Dünya Bankası, 2025'te petrol fiyatlarında düşüş bekliyordu. Brent petrolün varil fiyatının 60-75 dolar seviyelerinde dalgalanacağını öngörüyordu. Ancak son İran saldırısı varil fiyatının 120 dolara ulaşabileceği tahminine yol açtı.

Tabii ki ani tarife politikası değişiklikleri, siyasi gerilimin düşmesi gibi unsurlar ekonomik büyümeye ve emtia fiyatların beklenenden fazla artmasına neden olabilir. Bu çok beklenmeyen bir gelişme de olmaz. Zira ABD’nin 1930 yılında uyguladığı tarife politikası en çok ABD’yi olumsuz etkilemiş, 1934 yılında eski tarifelere dönmek zorunda kalmıştı. Küresel entegrasyonun daha da arttığı günümüzde bu geri dönüş çok zaman almayabilir. Trump'ın gümrük tarifeleri politikasının net etkisi, yaratacağı olumlu ve olumsuz etkilerin dengelenmesine bağlıdır. Bu dengelemeyi de mutabakat sağlanacak ikili görüşmeler gerçekleştirecektir.

Küresel stagflasyon tehlikesi doğabilir

Tarife savaşlarının emtia fiyatlarına etkisi şöyle sıralanabilir:

Talep azalması: Tarife savaşları ve talepte meydana gelen düşüş sonucu küresel ekonomide meydana gelebilecek durgunluk, emtia talebini azaltabilir. Bu da emtia fiyatlarının düşmesine neden olur.

Arz aksaklıkları: Tarife savaşları tedarik zinciri aksaklıklarına yol açıp emtia arzını etkileyebilir. Çin şimdiden nadir bulunan element ihracına kısıtlama getireceğini söylüyor. Bu, emtia fiyatlarında yükselmeye neden olacaktır.

Emtia fiyatlarını düşüren ve yükselten sebeplerin aynı anda devreye girmesi fiyat dalgalanması ve daha da kötüsü küresel bir stagflasyon demektir.

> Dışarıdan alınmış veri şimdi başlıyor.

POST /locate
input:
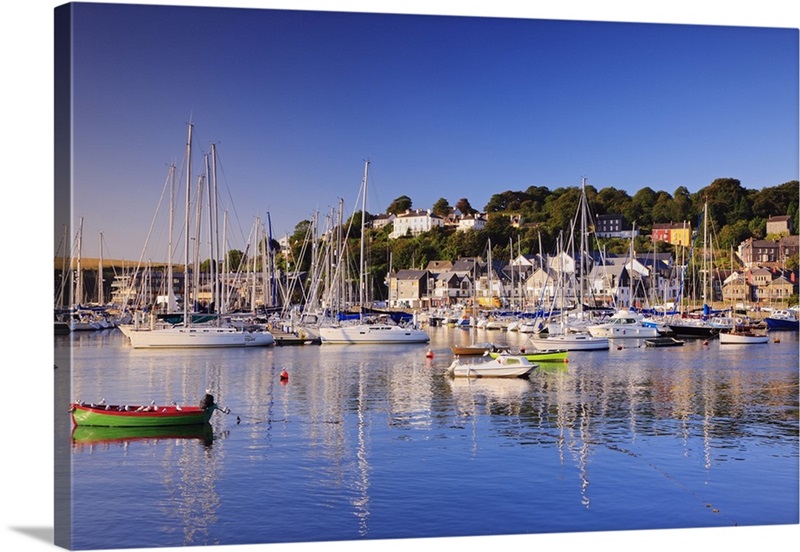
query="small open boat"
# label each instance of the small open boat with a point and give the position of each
(477, 349)
(504, 366)
(666, 341)
(742, 336)
(152, 415)
(545, 355)
(94, 435)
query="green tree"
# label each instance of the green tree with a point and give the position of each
(464, 206)
(441, 208)
(399, 205)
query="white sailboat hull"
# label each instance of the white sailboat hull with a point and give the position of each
(197, 337)
(371, 333)
(505, 366)
(742, 338)
(572, 342)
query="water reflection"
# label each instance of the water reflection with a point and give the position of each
(91, 437)
(325, 441)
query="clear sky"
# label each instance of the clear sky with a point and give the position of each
(443, 106)
(743, 101)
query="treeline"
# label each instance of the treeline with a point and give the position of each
(734, 214)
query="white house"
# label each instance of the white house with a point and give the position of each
(471, 222)
(416, 222)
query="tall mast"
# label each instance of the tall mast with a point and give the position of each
(186, 229)
(100, 299)
(214, 231)
(79, 267)
(362, 268)
(170, 289)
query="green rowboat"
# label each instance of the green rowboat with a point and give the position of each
(139, 416)
(552, 355)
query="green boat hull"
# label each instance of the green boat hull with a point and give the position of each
(159, 416)
(87, 435)
(545, 356)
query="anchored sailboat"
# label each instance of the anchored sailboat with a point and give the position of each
(364, 331)
(187, 334)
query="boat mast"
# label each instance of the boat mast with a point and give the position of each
(170, 289)
(100, 298)
(186, 229)
(362, 264)
(79, 267)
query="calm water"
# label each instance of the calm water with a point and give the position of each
(375, 442)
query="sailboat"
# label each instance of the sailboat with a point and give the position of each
(187, 334)
(364, 330)
(687, 326)
(572, 339)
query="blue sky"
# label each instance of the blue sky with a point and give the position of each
(443, 106)
(578, 130)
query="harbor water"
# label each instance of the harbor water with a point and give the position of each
(368, 442)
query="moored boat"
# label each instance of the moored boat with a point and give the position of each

Tarife politikasının amacı ne?

Tarifelerin ithal malların fiyatını artırarak yerli üretimi teşvik etmesi amaçlanıyor.Tarifeler yükseltilerek ticaret açığı verdiği ülkelere karşı bu açığın azaltılması hedefleniyor.

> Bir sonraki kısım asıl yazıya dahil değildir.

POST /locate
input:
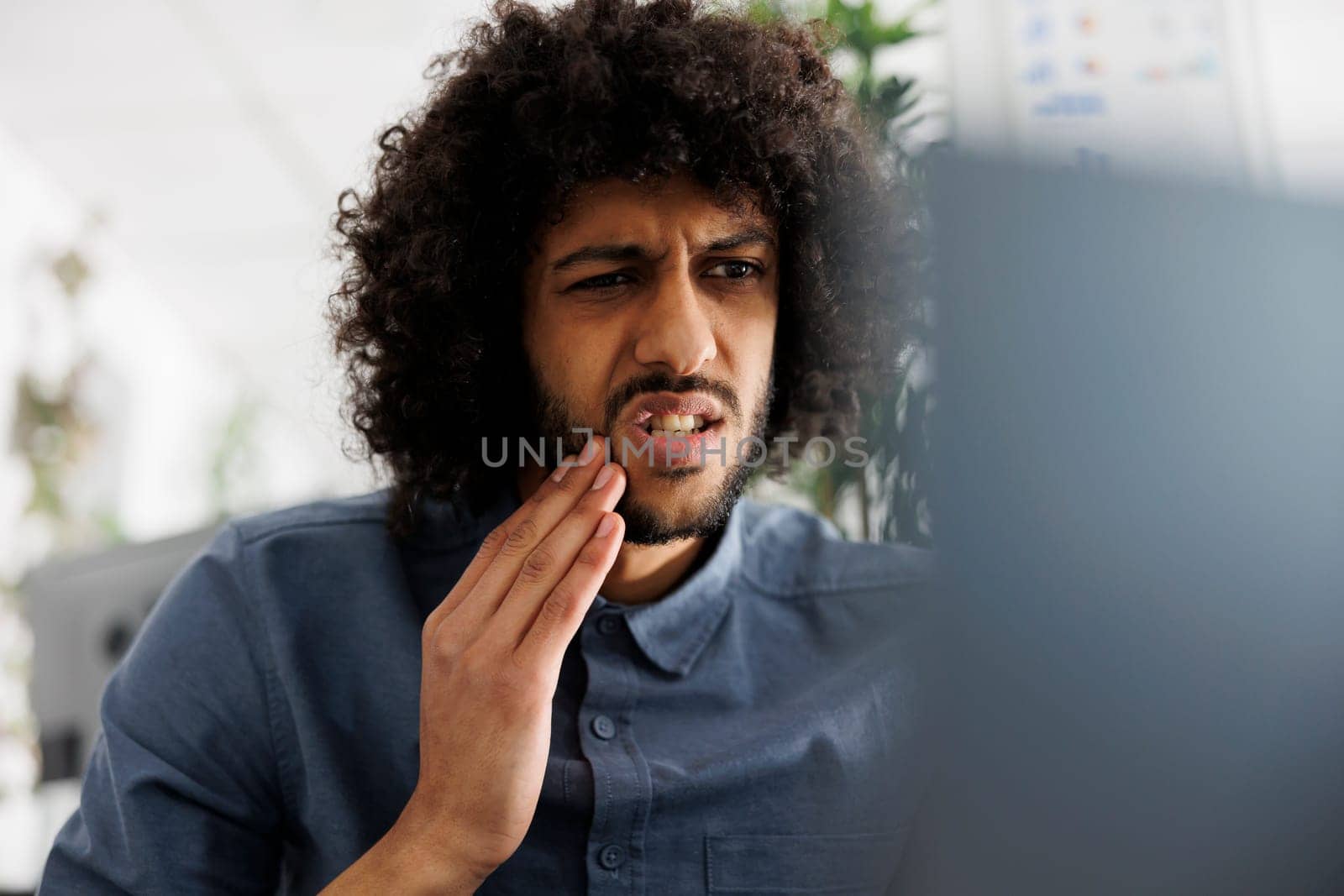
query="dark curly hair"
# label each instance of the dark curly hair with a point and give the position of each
(537, 102)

Trump, tarihin en eski numarasını deneyerek ülkesine dış ticaret avantajı sağlamak istiyor. Basit ve eski bir numara ama dünya ticaret düzeni açısından karşı devrim niteliğinde! Çünkü yıllardır, küreselleşme, globalleşme diyerek yeni üretim (küresel) biçimini dizayn edenler şimdi birden “Herkes kendi başının çaresine baksın” demeye başladı.

Tarife savaşlarının ülkemiz bazında da bazı sonuçlar doğurması muhtemelken firmaların hiçbir şey olmamış gibi eski politikalarına devam etmesi imkansız. Firmalar, geri adımların atılmaya başlandığı da göz önüne alınarak, bu zikzaklı yeni döneme hizalanmalı, üretim politikalarını gözden geçirmeli ve yönetsel kaliteyi artıracak önlemleri almaya bir an önce başlamalı.